I tried to use tint colours as advised without shading to get the faint tints I was looking for but I couldn't work out how other than using RGBA specifications with transparency settings. I don't know if this counts as tint and shade but it's quick enough now.
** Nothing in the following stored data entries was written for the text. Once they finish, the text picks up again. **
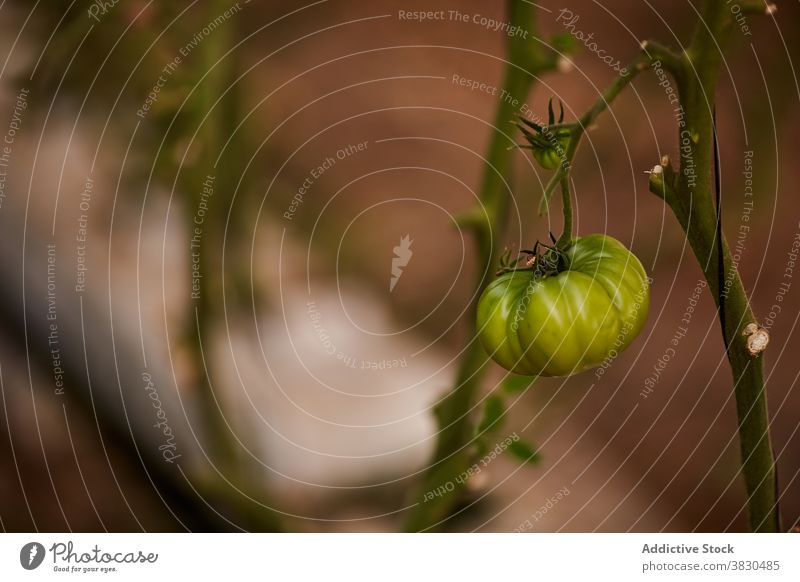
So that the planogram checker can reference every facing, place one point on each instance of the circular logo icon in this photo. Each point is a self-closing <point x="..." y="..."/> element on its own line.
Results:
<point x="31" y="555"/>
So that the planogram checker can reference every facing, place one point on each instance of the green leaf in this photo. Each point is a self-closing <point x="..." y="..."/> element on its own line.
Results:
<point x="524" y="452"/>
<point x="493" y="412"/>
<point x="516" y="383"/>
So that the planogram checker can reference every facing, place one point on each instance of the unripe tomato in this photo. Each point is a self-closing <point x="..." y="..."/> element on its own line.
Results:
<point x="560" y="323"/>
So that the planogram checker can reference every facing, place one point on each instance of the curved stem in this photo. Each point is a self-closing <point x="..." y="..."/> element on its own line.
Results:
<point x="565" y="239"/>
<point x="689" y="195"/>
<point x="453" y="454"/>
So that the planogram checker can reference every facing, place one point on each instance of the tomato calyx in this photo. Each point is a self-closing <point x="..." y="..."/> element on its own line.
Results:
<point x="544" y="260"/>
<point x="548" y="143"/>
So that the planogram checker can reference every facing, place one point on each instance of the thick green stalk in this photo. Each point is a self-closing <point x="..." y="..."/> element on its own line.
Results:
<point x="453" y="454"/>
<point x="694" y="209"/>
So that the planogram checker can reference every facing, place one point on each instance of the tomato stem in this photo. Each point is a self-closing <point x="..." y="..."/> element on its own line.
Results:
<point x="454" y="451"/>
<point x="565" y="240"/>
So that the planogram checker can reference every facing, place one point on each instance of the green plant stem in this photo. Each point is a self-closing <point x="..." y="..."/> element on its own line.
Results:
<point x="453" y="454"/>
<point x="565" y="239"/>
<point x="691" y="201"/>
<point x="688" y="193"/>
<point x="651" y="52"/>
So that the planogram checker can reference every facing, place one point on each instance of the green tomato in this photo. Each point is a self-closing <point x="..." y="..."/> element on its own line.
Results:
<point x="565" y="322"/>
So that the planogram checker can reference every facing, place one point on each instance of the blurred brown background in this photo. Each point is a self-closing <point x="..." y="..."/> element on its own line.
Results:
<point x="327" y="446"/>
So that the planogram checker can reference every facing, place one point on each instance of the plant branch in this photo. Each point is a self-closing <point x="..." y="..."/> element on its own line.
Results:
<point x="566" y="199"/>
<point x="453" y="454"/>
<point x="688" y="192"/>
<point x="651" y="52"/>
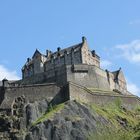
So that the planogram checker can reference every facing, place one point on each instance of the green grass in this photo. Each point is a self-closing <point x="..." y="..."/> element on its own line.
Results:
<point x="52" y="110"/>
<point x="117" y="131"/>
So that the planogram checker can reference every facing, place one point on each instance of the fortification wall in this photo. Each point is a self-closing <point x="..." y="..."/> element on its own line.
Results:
<point x="32" y="93"/>
<point x="88" y="76"/>
<point x="77" y="92"/>
<point x="53" y="74"/>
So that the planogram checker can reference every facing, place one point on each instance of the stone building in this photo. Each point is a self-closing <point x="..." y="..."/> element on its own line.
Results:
<point x="77" y="54"/>
<point x="76" y="64"/>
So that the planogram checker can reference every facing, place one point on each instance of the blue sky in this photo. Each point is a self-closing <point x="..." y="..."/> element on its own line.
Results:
<point x="112" y="28"/>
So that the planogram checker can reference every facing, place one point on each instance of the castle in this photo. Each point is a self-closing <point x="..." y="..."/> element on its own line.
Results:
<point x="77" y="64"/>
<point x="67" y="74"/>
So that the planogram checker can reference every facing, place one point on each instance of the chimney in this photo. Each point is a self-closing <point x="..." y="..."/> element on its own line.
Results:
<point x="93" y="53"/>
<point x="84" y="39"/>
<point x="58" y="49"/>
<point x="48" y="53"/>
<point x="28" y="60"/>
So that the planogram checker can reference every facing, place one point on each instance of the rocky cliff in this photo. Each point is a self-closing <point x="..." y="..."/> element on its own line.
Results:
<point x="72" y="120"/>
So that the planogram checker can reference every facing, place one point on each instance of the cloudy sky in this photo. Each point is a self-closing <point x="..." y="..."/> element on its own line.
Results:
<point x="112" y="28"/>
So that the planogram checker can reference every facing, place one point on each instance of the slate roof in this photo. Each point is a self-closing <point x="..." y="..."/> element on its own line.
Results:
<point x="68" y="50"/>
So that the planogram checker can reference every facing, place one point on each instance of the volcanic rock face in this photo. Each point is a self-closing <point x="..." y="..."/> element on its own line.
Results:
<point x="71" y="120"/>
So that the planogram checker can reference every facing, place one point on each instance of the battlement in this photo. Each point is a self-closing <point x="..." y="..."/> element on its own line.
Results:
<point x="51" y="77"/>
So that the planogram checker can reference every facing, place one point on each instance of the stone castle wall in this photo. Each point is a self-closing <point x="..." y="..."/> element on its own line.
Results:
<point x="32" y="93"/>
<point x="79" y="93"/>
<point x="88" y="76"/>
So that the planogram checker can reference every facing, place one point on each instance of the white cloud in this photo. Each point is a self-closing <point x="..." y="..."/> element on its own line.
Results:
<point x="131" y="51"/>
<point x="105" y="64"/>
<point x="134" y="89"/>
<point x="5" y="73"/>
<point x="134" y="22"/>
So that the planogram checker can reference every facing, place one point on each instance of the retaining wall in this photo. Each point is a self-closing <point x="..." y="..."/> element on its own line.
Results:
<point x="32" y="93"/>
<point x="77" y="92"/>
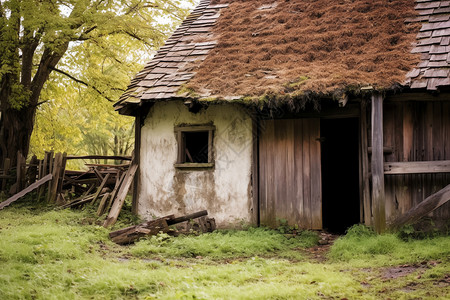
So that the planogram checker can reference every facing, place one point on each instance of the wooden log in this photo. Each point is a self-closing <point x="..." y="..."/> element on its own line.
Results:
<point x="32" y="171"/>
<point x="121" y="194"/>
<point x="116" y="157"/>
<point x="26" y="191"/>
<point x="78" y="202"/>
<point x="100" y="188"/>
<point x="6" y="166"/>
<point x="20" y="172"/>
<point x="422" y="209"/>
<point x="50" y="163"/>
<point x="53" y="192"/>
<point x="134" y="233"/>
<point x="187" y="217"/>
<point x="114" y="192"/>
<point x="378" y="194"/>
<point x="101" y="206"/>
<point x="364" y="167"/>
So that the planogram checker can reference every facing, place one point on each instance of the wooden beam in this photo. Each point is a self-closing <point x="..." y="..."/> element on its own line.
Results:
<point x="100" y="188"/>
<point x="26" y="191"/>
<point x="255" y="171"/>
<point x="118" y="202"/>
<point x="417" y="167"/>
<point x="386" y="150"/>
<point x="378" y="195"/>
<point x="365" y="191"/>
<point x="115" y="157"/>
<point x="423" y="208"/>
<point x="6" y="166"/>
<point x="137" y="160"/>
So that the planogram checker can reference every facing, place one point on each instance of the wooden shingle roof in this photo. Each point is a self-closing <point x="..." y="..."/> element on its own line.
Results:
<point x="241" y="49"/>
<point x="433" y="44"/>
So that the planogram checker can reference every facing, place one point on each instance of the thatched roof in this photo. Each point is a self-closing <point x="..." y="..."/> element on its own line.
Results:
<point x="246" y="49"/>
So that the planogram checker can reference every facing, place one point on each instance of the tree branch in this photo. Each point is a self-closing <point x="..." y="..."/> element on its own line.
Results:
<point x="83" y="83"/>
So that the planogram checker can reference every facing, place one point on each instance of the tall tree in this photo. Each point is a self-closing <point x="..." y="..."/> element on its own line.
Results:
<point x="36" y="35"/>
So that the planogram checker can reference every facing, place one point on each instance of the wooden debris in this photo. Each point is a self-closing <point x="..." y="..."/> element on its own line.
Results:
<point x="118" y="202"/>
<point x="26" y="191"/>
<point x="100" y="188"/>
<point x="133" y="233"/>
<point x="6" y="166"/>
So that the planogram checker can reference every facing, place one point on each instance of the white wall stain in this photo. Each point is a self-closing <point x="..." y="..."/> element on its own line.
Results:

This is an example command line in my Fluxbox menu: urxvt -title blue -tint rgba:0000/2200/AA00/8888 -cr Blue -pr Blue -pr2 White -bd blue --scrollColor Blue and using this in ~/.Xresources:
Code:
URxvt.visualBell:   True
# URxvt.skipScroll:   True
URxvt*jumpScroll: true
URxvt*scrollWithBuffer: true
URxvt*scrollTtyOutput: false
URxvt*scrollTtyKeypress: true
# URxvt*font: xft:Liberation Mono:pixelsize=13:antialias=true:hinting=true
# URxvt*boldFont: xft:Liberation Mono:bold:pixelsize=13:antialias=true:hinting=true
# URxvt*font: xft:Bitstream Vera Sans Mono:bold:pixelsize=13:antialias=true:hinting=true
# URxvt*boldFont: xft:Bitstream Vera Sans Mono:bold:pixelsize=13:antialias=true:hinting=true
URxvt*font: xft:DejaVu Sans Mono:style=Regular:pixelsize=13:antialias=true
URxvt*boldFont: xft:DejaVu Sans Mono:bold:pixelsize=13:antialias=true:hinting=true
URxvt.color4:   RoyalBlue
URxvt.color12:   RoyalBlue
URxvt.background:   Black
URxvt.foreground:   AntiqueWhite
URxvt.fadeColor:   black
URxvt.fading:   50
URxvt.tintColor:   rgba:ff00/dd00/0000/4444
URxvt.cursorColor:   Yellow
URxvt.pointerColor:   Yellow
URxvt.pointerColor2:   black
URxvt.borderColor:   Yellow
URxvt.scrollColor:   Yellow
URxvt.scrollstyle:   plain
URxvt.cursorBlink:   True
URxvt.borderLess:   True
URxvt.internalBorder:   2
URxvt.externalBorder:   0
URxvt.transparent:   True
URxvt.scrollBar:   True
URxvt.thickness:   1
 
In the config file, why do some lines have a "*" and others have a ".". I've edited my file to have a "." only
--
Also, x11/tilda didn't always start up cleanly after booting (rebuilding is an option). I've made urxvt replace it, to have a similar look and function as tilda.